Why should we care about the ethical values of post-modern society? Inasmuch as some values are compatible, and make sense in our current context, then I'm all for them. We should be, after all, like "a man that is a householder, who bringeth forth out of his treasure new things and old." But if they conflict and we side with them over anything essential to the Christian tradition, if these novelties are at the center of our identity or conscience, then Christ is not. And if Christ is not, we're going straight to Hell. The writing is on the wall.

5 comments:

Stohn said...

Great post! I discovered this blog last week, and I have been enjoying your thoughts on things.

FrGregACCA said...

See my comment on Arturo's post and the following on my own blog:

http://vagantepriest.blogspot.com/2011/02/progressive-dynamic-tradition-part-ii.html

Marco da Vinha said...

I sometimes wonder what is lacking in us. People used to kill because of things like "two fingers or three". Do we really know better now?
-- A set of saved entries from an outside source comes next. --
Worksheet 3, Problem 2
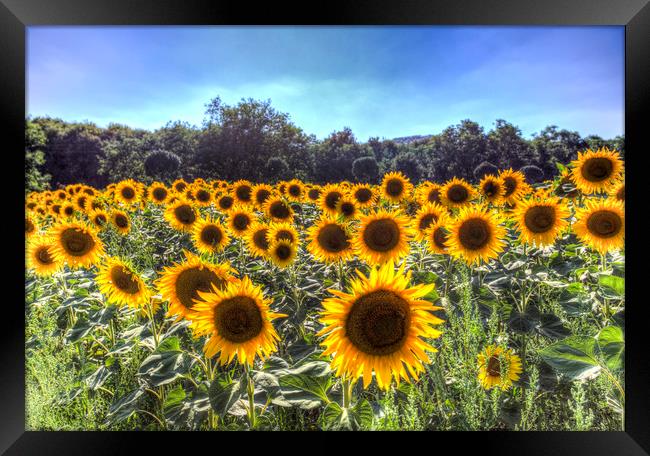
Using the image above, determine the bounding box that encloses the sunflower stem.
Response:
[244,363,257,429]
[342,376,354,409]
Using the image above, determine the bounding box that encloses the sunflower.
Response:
[286,179,305,202]
[74,194,89,212]
[381,172,413,203]
[353,210,413,264]
[412,203,447,241]
[156,251,236,321]
[477,345,523,390]
[440,178,476,208]
[111,210,131,235]
[232,180,254,205]
[49,221,105,269]
[245,223,272,258]
[89,209,109,230]
[96,257,151,309]
[26,237,63,277]
[336,196,359,220]
[609,180,625,203]
[267,222,300,246]
[252,184,274,209]
[512,197,570,247]
[114,179,141,206]
[164,199,198,232]
[319,184,345,216]
[478,175,506,205]
[61,202,76,219]
[193,186,213,207]
[306,185,322,203]
[425,214,452,255]
[224,206,252,238]
[26,216,38,239]
[318,261,443,390]
[499,169,531,205]
[88,196,104,211]
[172,179,188,194]
[263,197,294,223]
[447,205,506,265]
[570,148,624,195]
[50,203,62,217]
[268,239,297,268]
[216,193,236,212]
[573,199,625,254]
[191,276,286,366]
[149,182,170,205]
[306,216,354,263]
[351,183,377,208]
[192,217,230,254]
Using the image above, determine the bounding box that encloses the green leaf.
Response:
[105,388,145,425]
[537,313,571,340]
[208,377,245,415]
[137,339,188,387]
[539,336,602,380]
[279,374,332,406]
[598,275,624,297]
[84,365,112,390]
[596,325,624,371]
[163,385,187,410]
[350,398,374,430]
[321,402,344,430]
If so, what was wrong with those folks back then?

A Sinner said...

Well, though I respect in some sense that sort of detailed-traditionalism of the Old Believers...the two-or-three fingers thing was really a highly political battle, I get the sense, about conservatism, Hellenization, etc.

Though, perhaps the reason that people used to care so much about religion (and still do about a few issues today) is because it used to be utterly entwined with the politics of the day. Which isn't necessarily "ideal" at all, as if the Kingdom of God could be realized on earth.

As Christ said, IF His kingdom were of this world, THEN His attendants would be "fighting" for Him. As it is...it's not, or at least isn't supposed to be, a worldly kingdom, so maybe we're not supposed to "fight for Him" in that sense.

Marco da Vinha said...

I notice in dealing with these matters that to not a few people, religion is just an add-on to their ideology/political view.